Aquistore has stored 500,000 tonnes of CO2 since opening

Aquistore has stored 500,000 tonnes of CO2 since opening

The milestone corresponds to the decommissioning of 125,000 vehicles for one year.

REGINA — The Petroleum Technology Research Center (PTRC) announced Wednesday that the Aquistore deep-salt carbon dioxide storage project, located two miles from SaskPower’s Boundary Dam power plant, has reached an impressive milestone.

It has permanently stored 500,000 tons of CO2, while the Boundary Dam power station produces over 120 MW of clean base load electricity.

“This represents a great success story for Saskatchewan,” said Ranjith Narayanasamy, CEO and President of PTRC. “Ten percent of the total amount of CO2 captured at the Boundary Dam was injected via the Aquistore well into the saline Deadwood Formation approximately 10,000 feet below ground for permanent storage.

“This is the world’s first project to successfully store CO2 in a deep saline aquifer of a coal-fired power plant, and it also clearly demonstrates that CO2 storage is safe and part of climate mitigation.”

The milestone corresponds to the decommissioning of 125,000 vehicles for one year.

Aquistore is the world’s largest industrial-scale test facility to study the measurement and monitoring of stored CO2 in a deep salt formation, and it has been a flagship project for companies and governments who are only now considering CCS as a viable solution to reducing greenhouse gas emissions.

“Aquistore began injecting in 2015,” notes Erik Nickel, operations director at PTRC and senior manager of the Aquistore research team, “and we have formed partnerships with proponents of new CCS projects in Alberta, Saskatchewan and around the world who are seeking Aquistore -Recognitions when they start moving toward the injection.

“We were first, and our practical knowledge and insights are proving to be crucial for other projects.”

Much of Boundary Dam’s CO2 was sold by SaskPower to Whitecap for improved oil recovery, but the Aquistore program was what the PTRC called an “equally important proving ground for the permanent disposal of CO2” and has a steady stream of 200- 500 tons per day to advance the program.

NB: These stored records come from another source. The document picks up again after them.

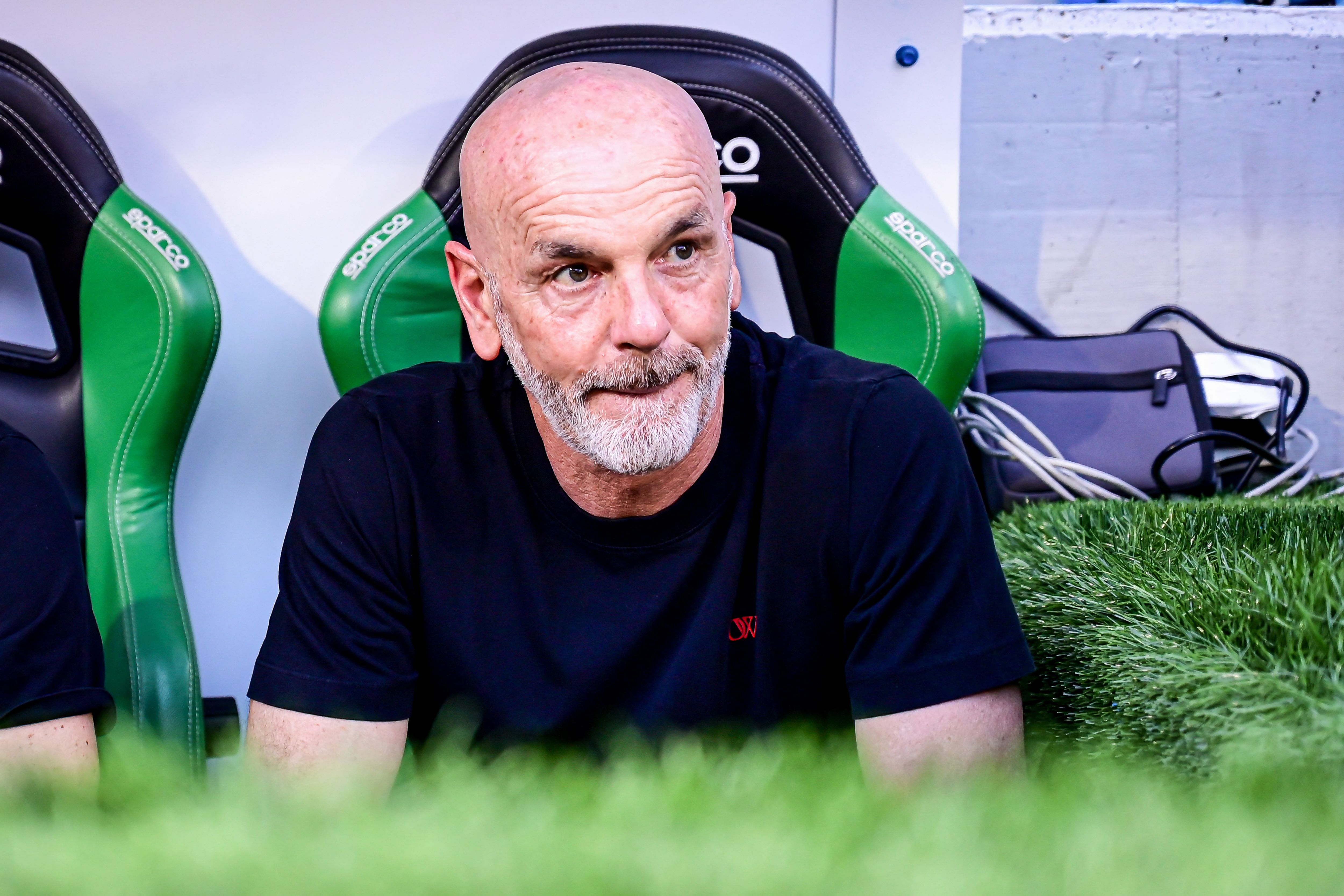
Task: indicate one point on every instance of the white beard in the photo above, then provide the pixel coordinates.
(656, 432)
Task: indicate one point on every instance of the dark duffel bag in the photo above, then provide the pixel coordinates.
(1107, 402)
(1123, 413)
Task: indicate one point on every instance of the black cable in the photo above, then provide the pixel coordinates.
(1246, 350)
(1166, 454)
(991, 296)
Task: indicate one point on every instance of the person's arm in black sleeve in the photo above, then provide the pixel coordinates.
(50, 649)
(335, 678)
(933, 637)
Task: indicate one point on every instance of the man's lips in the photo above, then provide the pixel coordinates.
(636, 392)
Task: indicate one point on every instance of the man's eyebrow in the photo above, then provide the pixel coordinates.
(558, 252)
(698, 218)
(554, 250)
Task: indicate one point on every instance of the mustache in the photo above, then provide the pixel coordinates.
(650, 371)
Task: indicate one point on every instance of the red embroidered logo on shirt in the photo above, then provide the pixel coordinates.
(742, 628)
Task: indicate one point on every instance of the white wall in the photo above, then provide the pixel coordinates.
(273, 134)
(908, 120)
(1121, 158)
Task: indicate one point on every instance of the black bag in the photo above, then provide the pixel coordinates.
(1108, 402)
(1131, 405)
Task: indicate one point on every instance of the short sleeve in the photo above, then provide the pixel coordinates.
(50, 649)
(339, 641)
(931, 618)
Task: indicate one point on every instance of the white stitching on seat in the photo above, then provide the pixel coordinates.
(382, 281)
(54, 173)
(60, 104)
(128, 433)
(927, 302)
(799, 140)
(194, 671)
(54, 156)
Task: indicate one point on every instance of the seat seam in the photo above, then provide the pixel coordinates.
(849, 212)
(927, 303)
(54, 174)
(151, 382)
(405, 253)
(54, 155)
(60, 104)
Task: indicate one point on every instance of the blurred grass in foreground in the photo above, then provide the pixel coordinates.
(785, 815)
(1193, 632)
(1174, 639)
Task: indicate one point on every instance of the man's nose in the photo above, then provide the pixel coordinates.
(640, 320)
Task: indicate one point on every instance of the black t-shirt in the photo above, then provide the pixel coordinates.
(834, 558)
(50, 651)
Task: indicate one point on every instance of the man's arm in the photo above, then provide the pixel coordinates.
(300, 746)
(64, 747)
(949, 738)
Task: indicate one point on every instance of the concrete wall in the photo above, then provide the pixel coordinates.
(1121, 158)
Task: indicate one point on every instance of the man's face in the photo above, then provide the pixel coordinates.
(609, 263)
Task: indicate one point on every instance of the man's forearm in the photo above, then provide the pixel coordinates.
(65, 747)
(949, 738)
(296, 745)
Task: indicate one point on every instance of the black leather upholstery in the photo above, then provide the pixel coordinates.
(56, 174)
(812, 178)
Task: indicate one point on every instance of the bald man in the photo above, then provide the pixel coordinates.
(631, 507)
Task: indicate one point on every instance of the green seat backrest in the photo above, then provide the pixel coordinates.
(135, 323)
(861, 273)
(151, 327)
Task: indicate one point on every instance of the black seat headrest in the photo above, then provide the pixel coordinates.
(56, 175)
(787, 154)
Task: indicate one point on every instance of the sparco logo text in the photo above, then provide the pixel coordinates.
(923, 244)
(158, 237)
(374, 245)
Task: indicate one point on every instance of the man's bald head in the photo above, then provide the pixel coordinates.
(601, 260)
(566, 130)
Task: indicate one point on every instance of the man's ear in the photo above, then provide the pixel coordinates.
(730, 203)
(474, 298)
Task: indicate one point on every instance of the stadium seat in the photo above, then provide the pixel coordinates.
(858, 271)
(108, 330)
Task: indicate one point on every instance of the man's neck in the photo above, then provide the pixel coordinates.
(612, 495)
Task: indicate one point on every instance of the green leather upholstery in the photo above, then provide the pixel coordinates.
(150, 320)
(135, 323)
(875, 283)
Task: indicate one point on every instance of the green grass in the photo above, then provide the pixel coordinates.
(1193, 632)
(787, 815)
(1187, 741)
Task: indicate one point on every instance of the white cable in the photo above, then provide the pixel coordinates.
(1291, 472)
(1062, 476)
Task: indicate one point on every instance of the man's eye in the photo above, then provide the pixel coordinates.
(573, 275)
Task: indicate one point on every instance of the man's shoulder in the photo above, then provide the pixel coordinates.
(421, 382)
(406, 405)
(795, 362)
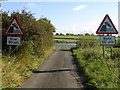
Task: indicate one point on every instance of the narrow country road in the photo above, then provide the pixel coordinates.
(59, 71)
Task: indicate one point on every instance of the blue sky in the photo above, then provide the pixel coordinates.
(70, 17)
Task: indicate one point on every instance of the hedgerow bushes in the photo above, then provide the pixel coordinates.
(99, 72)
(36, 46)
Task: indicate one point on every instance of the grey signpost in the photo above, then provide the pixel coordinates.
(107, 27)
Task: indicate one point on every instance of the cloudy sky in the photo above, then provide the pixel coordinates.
(70, 17)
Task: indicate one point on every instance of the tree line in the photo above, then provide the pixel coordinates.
(38, 32)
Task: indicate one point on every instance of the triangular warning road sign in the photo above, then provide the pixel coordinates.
(14, 28)
(106, 27)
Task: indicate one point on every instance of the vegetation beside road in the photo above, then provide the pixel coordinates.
(72, 39)
(19, 61)
(99, 72)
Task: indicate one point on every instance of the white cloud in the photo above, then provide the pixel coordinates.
(78, 8)
(31, 6)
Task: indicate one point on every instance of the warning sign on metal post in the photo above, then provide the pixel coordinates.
(106, 27)
(14, 28)
(107, 40)
(13, 40)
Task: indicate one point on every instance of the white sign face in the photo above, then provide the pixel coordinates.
(107, 40)
(14, 28)
(13, 40)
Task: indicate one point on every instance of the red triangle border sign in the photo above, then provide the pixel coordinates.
(107, 16)
(14, 34)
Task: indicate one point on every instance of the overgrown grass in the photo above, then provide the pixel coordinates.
(73, 39)
(99, 72)
(17, 68)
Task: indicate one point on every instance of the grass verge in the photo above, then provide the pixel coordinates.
(16, 69)
(98, 72)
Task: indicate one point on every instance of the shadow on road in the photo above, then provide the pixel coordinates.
(51, 71)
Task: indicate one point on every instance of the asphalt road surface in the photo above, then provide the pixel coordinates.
(59, 71)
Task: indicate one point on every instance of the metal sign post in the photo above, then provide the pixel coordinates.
(14, 32)
(107, 27)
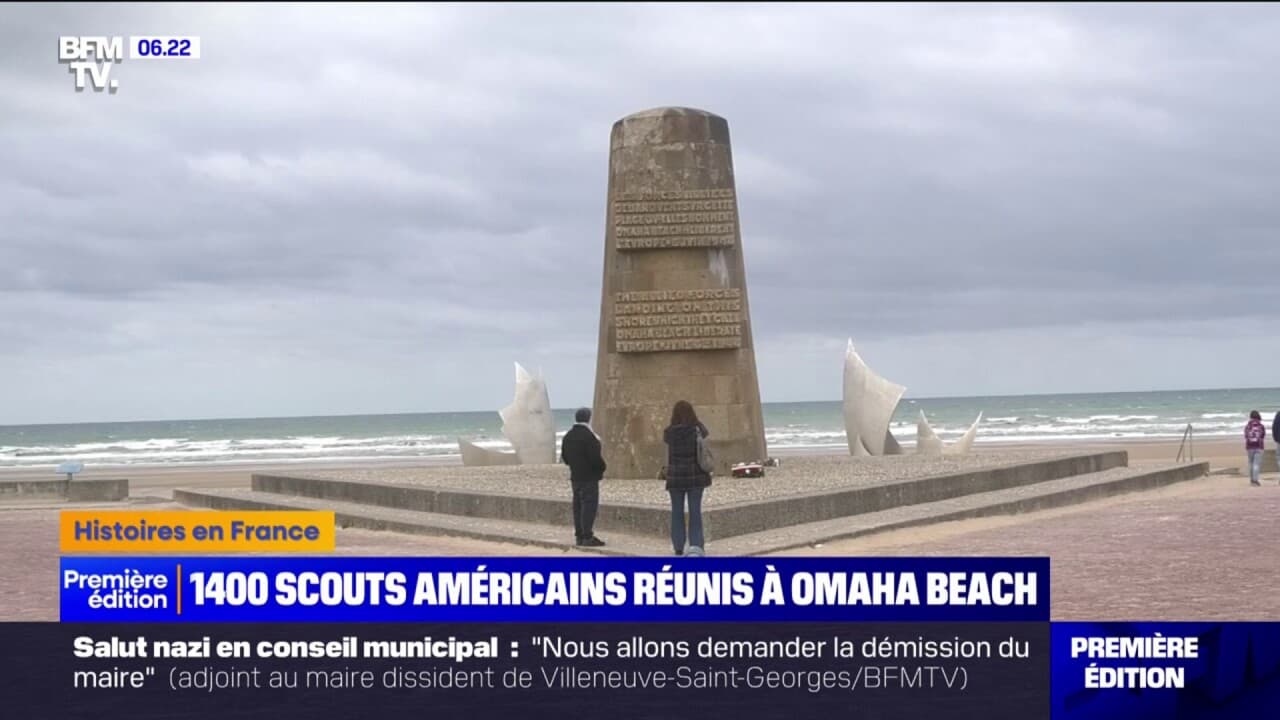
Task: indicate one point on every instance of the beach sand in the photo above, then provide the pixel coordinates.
(1203, 550)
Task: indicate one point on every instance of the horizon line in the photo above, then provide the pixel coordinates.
(567, 409)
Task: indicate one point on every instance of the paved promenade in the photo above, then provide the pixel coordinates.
(1205, 550)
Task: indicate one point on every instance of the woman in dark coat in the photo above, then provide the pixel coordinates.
(685, 478)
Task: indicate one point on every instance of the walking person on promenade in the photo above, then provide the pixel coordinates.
(1255, 440)
(686, 479)
(580, 450)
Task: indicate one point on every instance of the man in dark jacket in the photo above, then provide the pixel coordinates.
(580, 450)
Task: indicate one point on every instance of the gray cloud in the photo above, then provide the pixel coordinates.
(366, 208)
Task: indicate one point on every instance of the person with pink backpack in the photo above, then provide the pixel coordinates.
(1255, 440)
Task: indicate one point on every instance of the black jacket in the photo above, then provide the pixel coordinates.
(682, 469)
(580, 450)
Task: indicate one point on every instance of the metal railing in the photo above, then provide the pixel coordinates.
(1188, 445)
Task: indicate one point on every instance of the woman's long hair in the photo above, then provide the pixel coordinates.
(682, 414)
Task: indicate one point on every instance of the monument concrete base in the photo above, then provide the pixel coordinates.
(812, 499)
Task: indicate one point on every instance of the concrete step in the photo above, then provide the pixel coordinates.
(1023, 499)
(374, 518)
(1011, 501)
(653, 520)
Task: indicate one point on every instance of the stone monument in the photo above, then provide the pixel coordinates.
(673, 315)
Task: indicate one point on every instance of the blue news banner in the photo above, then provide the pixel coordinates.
(374, 637)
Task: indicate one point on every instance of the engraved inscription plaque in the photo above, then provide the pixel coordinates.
(699, 319)
(686, 218)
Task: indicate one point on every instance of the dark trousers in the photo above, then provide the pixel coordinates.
(586, 501)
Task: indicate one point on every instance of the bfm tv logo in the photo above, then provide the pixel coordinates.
(90, 59)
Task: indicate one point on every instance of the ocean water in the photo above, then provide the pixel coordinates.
(1033, 418)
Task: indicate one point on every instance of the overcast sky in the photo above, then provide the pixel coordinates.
(378, 209)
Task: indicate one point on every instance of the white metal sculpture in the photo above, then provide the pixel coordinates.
(528, 422)
(927, 442)
(965, 443)
(474, 455)
(869, 405)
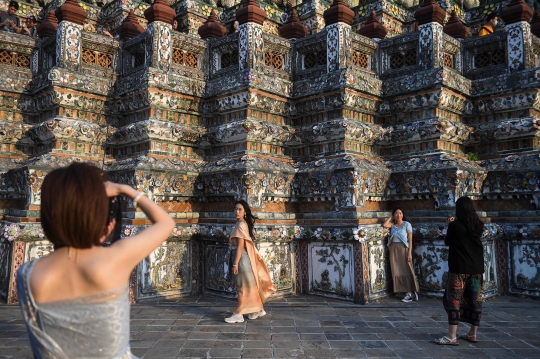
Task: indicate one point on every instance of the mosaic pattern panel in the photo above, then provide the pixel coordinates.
(380, 278)
(166, 271)
(430, 260)
(37, 249)
(5, 261)
(216, 269)
(525, 266)
(279, 259)
(331, 269)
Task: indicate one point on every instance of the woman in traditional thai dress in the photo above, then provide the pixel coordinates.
(251, 276)
(400, 252)
(75, 301)
(463, 295)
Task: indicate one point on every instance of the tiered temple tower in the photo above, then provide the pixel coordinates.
(323, 116)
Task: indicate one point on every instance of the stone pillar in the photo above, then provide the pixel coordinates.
(520, 55)
(430, 43)
(338, 20)
(250, 40)
(71, 18)
(159, 30)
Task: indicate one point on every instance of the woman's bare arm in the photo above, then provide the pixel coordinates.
(409, 254)
(130, 251)
(388, 223)
(239, 250)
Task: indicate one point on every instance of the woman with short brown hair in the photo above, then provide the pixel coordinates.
(75, 300)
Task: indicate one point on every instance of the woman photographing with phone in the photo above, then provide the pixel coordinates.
(463, 294)
(75, 301)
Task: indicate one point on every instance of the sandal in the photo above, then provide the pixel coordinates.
(469, 338)
(446, 341)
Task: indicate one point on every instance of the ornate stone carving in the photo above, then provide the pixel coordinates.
(71, 11)
(160, 11)
(130, 27)
(338, 12)
(516, 11)
(48, 27)
(455, 28)
(373, 28)
(430, 11)
(212, 28)
(251, 12)
(293, 28)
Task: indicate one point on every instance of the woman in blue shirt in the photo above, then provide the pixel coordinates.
(400, 251)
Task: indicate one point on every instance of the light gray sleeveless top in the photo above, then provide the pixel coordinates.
(91, 326)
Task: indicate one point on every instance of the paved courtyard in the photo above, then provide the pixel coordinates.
(310, 327)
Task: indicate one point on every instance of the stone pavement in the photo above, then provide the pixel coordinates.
(311, 327)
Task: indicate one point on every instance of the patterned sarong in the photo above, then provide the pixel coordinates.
(463, 298)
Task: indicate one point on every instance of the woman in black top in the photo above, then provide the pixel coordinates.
(463, 295)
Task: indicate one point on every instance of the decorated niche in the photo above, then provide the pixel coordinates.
(525, 263)
(278, 258)
(166, 271)
(331, 269)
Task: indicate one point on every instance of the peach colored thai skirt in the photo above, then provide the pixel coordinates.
(249, 300)
(253, 282)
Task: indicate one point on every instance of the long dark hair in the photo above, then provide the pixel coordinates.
(248, 217)
(398, 209)
(467, 216)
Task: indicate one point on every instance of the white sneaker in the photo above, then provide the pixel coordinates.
(256, 315)
(408, 298)
(235, 318)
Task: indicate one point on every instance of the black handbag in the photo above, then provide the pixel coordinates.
(232, 256)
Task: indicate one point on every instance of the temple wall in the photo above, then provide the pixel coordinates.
(323, 135)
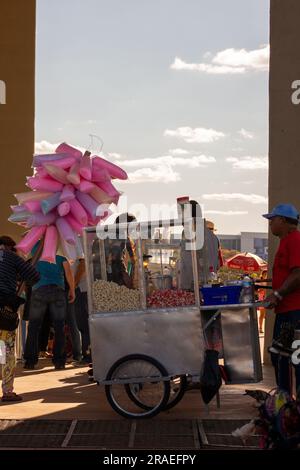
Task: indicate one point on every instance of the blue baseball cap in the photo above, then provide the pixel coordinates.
(283, 210)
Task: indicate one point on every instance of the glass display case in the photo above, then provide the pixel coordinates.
(138, 302)
(141, 266)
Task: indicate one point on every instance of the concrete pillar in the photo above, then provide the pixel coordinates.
(284, 115)
(17, 72)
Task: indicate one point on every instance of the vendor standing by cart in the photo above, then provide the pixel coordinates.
(285, 299)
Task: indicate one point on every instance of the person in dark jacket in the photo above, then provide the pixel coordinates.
(12, 269)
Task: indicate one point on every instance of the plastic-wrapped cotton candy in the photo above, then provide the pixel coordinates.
(30, 239)
(64, 163)
(39, 160)
(50, 203)
(32, 196)
(89, 204)
(65, 148)
(18, 209)
(63, 209)
(33, 206)
(73, 176)
(50, 245)
(78, 212)
(41, 219)
(76, 226)
(85, 169)
(65, 231)
(86, 186)
(44, 184)
(68, 193)
(19, 217)
(57, 173)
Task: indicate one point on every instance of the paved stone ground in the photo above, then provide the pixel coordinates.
(62, 409)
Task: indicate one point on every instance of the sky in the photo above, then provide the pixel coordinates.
(175, 90)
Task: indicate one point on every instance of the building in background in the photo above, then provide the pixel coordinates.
(251, 242)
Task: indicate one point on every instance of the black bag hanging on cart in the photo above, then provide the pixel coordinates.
(211, 379)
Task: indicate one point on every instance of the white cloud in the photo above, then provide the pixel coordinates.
(161, 174)
(179, 151)
(199, 161)
(116, 156)
(249, 163)
(249, 198)
(226, 213)
(246, 134)
(180, 64)
(44, 147)
(229, 61)
(196, 135)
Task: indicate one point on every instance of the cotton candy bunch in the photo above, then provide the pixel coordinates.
(69, 191)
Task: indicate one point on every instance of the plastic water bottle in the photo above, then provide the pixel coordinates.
(247, 291)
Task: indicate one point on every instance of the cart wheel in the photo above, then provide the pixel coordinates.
(177, 390)
(154, 392)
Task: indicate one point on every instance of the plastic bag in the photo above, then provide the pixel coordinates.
(2, 352)
(211, 379)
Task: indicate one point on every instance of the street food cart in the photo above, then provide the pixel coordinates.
(147, 336)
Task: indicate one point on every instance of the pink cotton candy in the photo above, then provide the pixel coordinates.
(44, 184)
(50, 245)
(63, 209)
(30, 239)
(40, 171)
(68, 193)
(76, 226)
(18, 209)
(78, 212)
(73, 175)
(85, 169)
(57, 173)
(114, 170)
(89, 204)
(86, 186)
(47, 158)
(64, 163)
(50, 203)
(32, 196)
(65, 148)
(41, 219)
(33, 206)
(65, 230)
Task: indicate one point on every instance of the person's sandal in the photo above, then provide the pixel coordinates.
(11, 397)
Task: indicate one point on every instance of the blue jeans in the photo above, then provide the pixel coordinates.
(82, 318)
(74, 331)
(52, 298)
(281, 363)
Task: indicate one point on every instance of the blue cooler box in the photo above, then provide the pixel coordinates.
(221, 295)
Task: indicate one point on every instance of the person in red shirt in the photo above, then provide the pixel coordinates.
(285, 298)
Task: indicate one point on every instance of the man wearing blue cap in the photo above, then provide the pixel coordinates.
(285, 298)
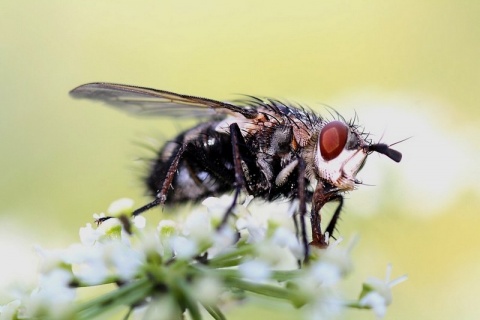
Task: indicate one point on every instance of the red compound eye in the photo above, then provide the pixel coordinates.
(333, 138)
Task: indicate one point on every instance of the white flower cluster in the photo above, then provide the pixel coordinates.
(190, 266)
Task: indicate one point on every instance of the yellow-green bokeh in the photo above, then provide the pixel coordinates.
(408, 68)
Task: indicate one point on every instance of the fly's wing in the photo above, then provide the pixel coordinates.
(153, 102)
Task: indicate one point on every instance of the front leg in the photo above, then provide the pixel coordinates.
(236, 138)
(323, 194)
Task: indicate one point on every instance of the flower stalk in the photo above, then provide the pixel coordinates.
(187, 266)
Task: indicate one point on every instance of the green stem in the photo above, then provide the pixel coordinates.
(215, 312)
(128, 295)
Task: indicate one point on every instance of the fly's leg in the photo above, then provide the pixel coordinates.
(236, 138)
(333, 222)
(302, 207)
(161, 196)
(324, 193)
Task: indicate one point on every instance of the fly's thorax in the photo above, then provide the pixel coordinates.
(339, 154)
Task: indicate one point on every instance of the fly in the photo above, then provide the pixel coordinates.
(263, 147)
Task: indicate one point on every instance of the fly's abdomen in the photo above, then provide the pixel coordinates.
(205, 166)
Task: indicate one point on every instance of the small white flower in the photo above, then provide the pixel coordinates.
(218, 206)
(124, 260)
(256, 228)
(184, 248)
(139, 222)
(255, 270)
(379, 293)
(167, 228)
(287, 239)
(120, 206)
(198, 226)
(88, 235)
(223, 239)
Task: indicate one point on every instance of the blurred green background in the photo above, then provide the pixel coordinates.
(407, 68)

“His insights into stopping and starting injection, monitoring pressure and geochemical changes, seismic imaging deep underground, and modeling CO2 movement are all world-leading research,” PTRC said in a press release.

The milestone of 500,000 tons underground has demonstrated the safety of such CO2 storage. With over 30 measurement and monitoring technologies deployed on site, the project has demonstrated the effectiveness of some technologies over others and helped reduce overall CCS costs.

Partners over the years have included companies and research groups from Japan, Korea, Canada, the United States, Australia and Europe.

“Aquistore is the first, but certainly not the last, deep brine CO2 storage project in Canada,” said Narayanasamy. “The real excitement lies in the importance of Aquistore in shaping the future of CCS as more projects come online in North America. The knowledge and expertise of PTRC has never been in greater demand than it is today. In fact, we are in the process of launching a course on CCS for industry and others, using some of our insights from Aquistore.

“COP 27 made it clear that CCUS is very important to reach the 2050 net zero targets and I am proud of our lead in this area. We must work to continue Saskatchewan’s advantage in the CCUS world.”